Three-year outcomes from the CRADLE study in de novo pediatric kidney transplant recipients receiving everolimus with reduced tacrolimus and early steroid withdrawal.

2020 
: CRADLE was a 36-month multicenter study in pediatric (≥1 to <18 years) kidney transplant recipients randomized at 4-6 weeks post-transplantation to receive everolimus+reduced-exposure tacrolimus (EVR+rTAC; N=52) with corticosteriod withdrawal at 6-month post-transplantation or continue mycophenolate mofetil+standard-exposure TAC (MMF+sTAC; N=54) with corticosteroids. The incidence of composite efficacy failure (biopsy-proven acute rejection [BPAR], graft loss, or death) at Month 36 was 9.8% versus 9.6% (difference: 0.2%; 80% confidence interval: -7.3 to 7.7) for EVR+rTAC and MMF+sTAC, respectively, which was driven by BPARs. Graft loss was low (2.1% vs 3.8%) with no deaths. Mean estimated glomerular filtration rate at Month 36 was comparable between groups (68.1 vs 67.3 mL/min/1.73 m2 ).
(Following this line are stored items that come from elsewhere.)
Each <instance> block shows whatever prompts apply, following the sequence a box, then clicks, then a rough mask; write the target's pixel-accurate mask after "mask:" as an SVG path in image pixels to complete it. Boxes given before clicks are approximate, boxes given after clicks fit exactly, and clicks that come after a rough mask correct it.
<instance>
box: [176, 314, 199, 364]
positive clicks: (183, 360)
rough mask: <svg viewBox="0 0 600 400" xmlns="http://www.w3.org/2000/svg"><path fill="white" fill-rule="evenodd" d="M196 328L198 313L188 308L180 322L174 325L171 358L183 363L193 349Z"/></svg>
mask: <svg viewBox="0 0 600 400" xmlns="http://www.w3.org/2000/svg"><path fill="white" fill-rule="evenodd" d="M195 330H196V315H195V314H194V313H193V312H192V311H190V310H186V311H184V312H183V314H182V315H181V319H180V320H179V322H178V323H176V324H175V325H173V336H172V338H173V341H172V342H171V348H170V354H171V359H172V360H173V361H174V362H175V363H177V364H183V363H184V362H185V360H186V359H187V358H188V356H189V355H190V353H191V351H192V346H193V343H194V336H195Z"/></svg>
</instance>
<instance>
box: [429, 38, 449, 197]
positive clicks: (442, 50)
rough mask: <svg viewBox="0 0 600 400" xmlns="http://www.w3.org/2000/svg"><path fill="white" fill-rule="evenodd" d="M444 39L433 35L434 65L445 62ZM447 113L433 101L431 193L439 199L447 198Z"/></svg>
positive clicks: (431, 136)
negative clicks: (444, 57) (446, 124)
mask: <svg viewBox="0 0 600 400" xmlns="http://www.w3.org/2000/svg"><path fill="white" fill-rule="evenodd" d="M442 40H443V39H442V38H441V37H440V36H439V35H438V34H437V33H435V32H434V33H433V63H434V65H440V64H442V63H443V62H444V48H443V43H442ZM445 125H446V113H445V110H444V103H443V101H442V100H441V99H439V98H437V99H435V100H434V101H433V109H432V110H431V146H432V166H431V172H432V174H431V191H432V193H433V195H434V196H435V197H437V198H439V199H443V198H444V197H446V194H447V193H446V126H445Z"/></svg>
Mean changes (z-score) in height (0.72 vs 0.39; P=0.158) and weight (0.61 vs 0.82; P=0.453) from randomization to Month 36 were comparable, while growth in pre-pubertal patients on EVR+rTAC was better (P=0.050) versus MMF+sTAC. The overall incidence of adverse events (AEs) and serious AEs was comparable between groups. Rejection was the leading AE for study drug discontinuation in the EVR+rTAC group. In conclusion, though AE-related study drug discontinuation was higher, an EVR+rTAC regimen represents an alternative treatment option that enables withdrawal of steroids as well as reduction of CNIs for pediatric KTRs.